Le 4 octobre 2007 - 934 mots

Portés par de grandes expositions en musées, les tableaux du XVIIe siècle
commencent à sortir de la confidentialité en séduisant les regards les plus modernes.

Reconstitution de l’exposition des « Peintres de la Réalité » à l’Orangerie en 2006, Philippe de Champaigne au Palais des beaux-arts de Lille cet été, Jacques Stella au Musée des beaux-arts de Lyon en février… L’actualité a fait la part belle à la peinture française du XVIIe siècle. Le marché, lui, n’a pas bénéficié d’une offre aussi pléthorique, du fait de l’extrême rareté des chefs-d’œuvre en mains privées. Une rareté qui explique d’autant mieux les grandes manœuvres du Musée des beaux-arts de Lyon et du Musée du Louvre pour acheter via un consortium d’entreprises La Fuite en Égypte de Nicolas Poussin (lire p. 8). Déjà en 1999, le cabinet Turquin avait vendu au Louvre pour 45 millions de francs une Sainte Françoise Romaine par Poussin.

Austérite et sobriété
De la Seconde École de Fontainebleau à Charles Le Brun en passant par Simon Vouet et Nicolas Poussin, le XVIIe siècle se partage entre l’influence du baroque italien et un ordre classique, teinté parfois de sévérité. « La peinture d’époque Louis XIV, sauf exception, ennuie les gens par un côté mollasson, grandiloquent, observe le marchand Eric Coatalem, organisateur en 2005 d’une exposition sur la peinture du XVIIe. Celle d’époque Louis XIII a une sobriété, une dimension minimale, austère, qui plaît aujourd’hui. Elle ne touche plus seulement une élite confidentielle. » Cette peinture signifiante profite aussi d’une certaine lassitude pour les marivaudages froufroutants du XVIIIe siècle. Les amateurs d’art ancien troquent volontiers une énième nymphette de Boucher pour l’intimité d’un portrait de Philippe de Champaigne, aussi sévère soit-il. Qui dit évolution des goûts, suppose aussi progression des prix, lesquels ont décuplé en dix ans pour certains artistes. « À une époque, je vendais un tableau de Jacques Stella pour 250 000 francs. Récemment, une toile de cet artiste s’est vendue pour 179 000 euros dans une petite vente à Uppsala [Suède] », confie Eric Coatalem.
Néanmoins, à l’inverse du siècle des Lumières, celui du jansénisme ne peut pas alimenter le marché en flux continu. « Les artistes du XVIIe ont moins produit pour une clientèle privée. Philippe de Champaigne a ainsi réalisé beaucoup de commandes religieuses pour les églises ou les congrégations, rappelle Laure Desmaret, de la galerie Didier Aaron & Cie. Mais les peintures n’ont pas bougé des églises et celles qui se trouvaient dans les congrégations ont gagné directement les musées sans un passage par le marché. » Aussi la présence en mars dernier à la Foire Tefaf Maastricht de deux portraits d’homme par Philippe de Champaigne chez les New-Yorkais Wildenstein (570 000 euros) et Jack Kilgore (440 000 euros) relevait-elle du tour de force. Par un autre concours de circonstance, les visiteurs de Maastricht avaient aussi accès à trois œuvres de Simon Vouet, figure totémique du XVIIe siècle synthétisant le baroque italien et l’atticisme français. Il fallait compter un million d’euros pour emporter une Vierge chez Eric Coatalem tandis que le Londonien Richard Green affichait une Sainte Catherine d’Alexandrie assez aplatie pour 5 millions de dollars.

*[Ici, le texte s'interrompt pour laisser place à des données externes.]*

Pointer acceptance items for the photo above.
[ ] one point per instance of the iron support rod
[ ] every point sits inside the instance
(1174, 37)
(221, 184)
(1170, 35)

Dans la lignée des maîtres
Dans le sillage des maîtres, les élèves tirent aussi leurs marrons du feu. Toujours à Maastricht en mars dernier, Didier Aaron & Cie y présentait pour 350 000 euros une composition très enlevée d’un élève de Vouet, Charles Dauphin. Les suiveurs de Nicolas Poussin font aussi florès. En avril, Christie’s adjugeait pour 324 000 dollars un paysage de Gaspard Dughet, visiblement influencé par son beau-frère, Poussin. « Ce tableau s’est bien vendu car il est représentatif du peintre, indique Cécile Bernard, spécialiste de Christie’s. Tout ce qui est en revanche un peu atypique dans la production des artistes est plus difficile à vendre. » En décembre 2006 chez Sotheby’s, Atalante et Hippoménès d’un petit maître poussinesque, Nicolas Colombel, fut acheté pour la somme corsée de 512 000 livres sterling (758 600 euros) par le marchand new-yorkais Otto Naumann. L’estimation n’était pourtant que de 70 000 livres sterling ! « Depuis que les grands noms sont rares dans les ventes, on se rabat sur les seconds couteaux, souligne Nicolas Joly, spécialiste de Sotheby’s. Les beaux tableaux de noms pourtant pas magiques font dès lors de bons prix. »
L’absence de grandes compositions profite aussi aux natures mortes, bien plus fréquentes sur le marché car mieux conservées. Le 8 juin, Beaussant-Lefèvre adjugeait pour 385 000 euros une Vanité aux livres de l’Alsacien Sébastien Stoskopff. Qui a dit que la nature morte était un genre mineur ?

La nature morte au sommet

Dans une saison dominée plutôt par la peinture des XVIIIe et XIXe siècles, cette nature morte aux abricots de Louise Moillon (ill. ci-dessus) a fait sensation avec une adjudication record de 469 966 euros le 22 juin chez Piasa. Contemporaine de Lubin Baugin et Jacques Linard, Louise Moillon compte parmi les rares artistes femmes du XVIIe siècle. Élevée dans un milieu de peintres, elle fut d’abord formée par son père Nicolas Moillon, lui-même marchand de tableaux, puis à la mort de ce dernier par son beau-père François Garnier, spécialiste de natures mortes. Son terreau protestant se perçoit dans des compositions très sobres et dépouillées et une exécution assez froide. Sa facture la rapprocherait des peintres flamands comme Osias Beert ou Jacob Van Hulsdonck. On recense d’elle une quarantaine d’œuvres réalisées entre 1629 et 1641, date à laquelle elle se marie avec le marchand de bois Étienne Girardot et cesse dès lors de peindre. Sans être totalement rares sur le marché, ses œuvres prétendent à des tarifs corsés. À la Biennale des Antiquaires de Paris en septembre 2006, la galerie viennoise Sanct Lucas proposait ainsi pour 850 000 euros une nature morte aux pêches. Une somme qui n’a guère effarouché les amateurs puisque le panneau a tout de suite trouvé preneur.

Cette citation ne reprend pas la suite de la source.